Not that he or Nick had much choice—not when mere weeks after the hotel ambush, the entirety of Southwest Brevis had been crippled in the aftermath of Core D’oíche. Ruger wasn’t the only one who didn’t know how much of himself he’d recover but who had things to do in the meantime. He could still offer his knowledge—and, unique among healers, he could damned well watch his own back.
And he needed to prove it. To his teammates, to himself.
Ruger got to his feet, shadowing through the woods quietly enough to startle those at the edges of it when he emerged. There, just down the hill...the lady bear still waited. Too much of a coincidence to believe, much too enticing to ignore. A bear in the swirling midst of the Celtic fair, tossing back what remained of her whisky, throat moving with her swallow.
She spotted him immediately and pitched the sample cup into the trash, moving away from the side of the tent to come his way—and scooping two more samples from the table beside the tent as she did. So many of the bear shifters were exceptionally tall, on the burly side—plenty of hair, rugged features. Ruger not as much as some, despite his Kodiak nature when he took his bear.
Little black bear,
he thought suddenly, and knew it true of her—the comfortable amble in her walk, her black hair glinting in the light, thick bangs cut to frame her face and her skin with enough tone so many would assign to South India what came from the bear. She was sturdy and rounded, her eyes large and dark and her nose just a little bit long, her mouth wide and chin gently notched below. Not plump, but plenty of hips and breast packed into a petite form.
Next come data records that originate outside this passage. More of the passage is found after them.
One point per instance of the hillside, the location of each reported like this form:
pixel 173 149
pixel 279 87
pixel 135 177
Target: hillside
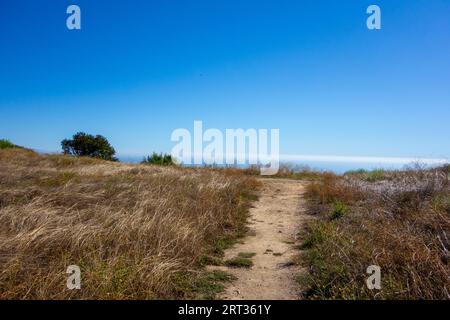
pixel 136 231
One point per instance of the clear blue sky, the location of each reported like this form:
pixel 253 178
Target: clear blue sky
pixel 140 69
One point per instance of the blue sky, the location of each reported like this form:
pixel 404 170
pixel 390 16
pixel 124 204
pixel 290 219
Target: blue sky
pixel 140 69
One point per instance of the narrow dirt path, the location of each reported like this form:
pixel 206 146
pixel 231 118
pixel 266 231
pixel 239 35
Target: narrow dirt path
pixel 275 222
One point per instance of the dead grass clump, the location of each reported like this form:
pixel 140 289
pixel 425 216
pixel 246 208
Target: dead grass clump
pixel 134 230
pixel 401 224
Not a woman who would break easily.
She watched him watching her, making her way through the crowd as if the whisky tent rowdies weren’t there at all, and when she got there she said, quite matter-of-factly, “You took too long to come over.”
Not a shy creature, the bear.
“Just thinking about who you might be,” he said, looking down on her—accepting, without thinking, the sample cup she proffered him. It felt too small in his hand—but then, so many things did.
Maybe she wouldn’t.
He’d definitely been cooped up in brevis medical for too long.
She watched him, her large, dark eyes thoughtful, and he hoped his unbidden thought hadn’t shown on his face.
Or maybe, given the speculative light in her eye, he hoped it had.
Then she smiled, just a curve at the corner of that wide mouth. “I’m on loan from Colorado. I knew you were in this area...but so far at brevis it’s mainly been wolves and big cats.” She frowned in thought. “Though I’m pretty sure that one guy was a weasel.”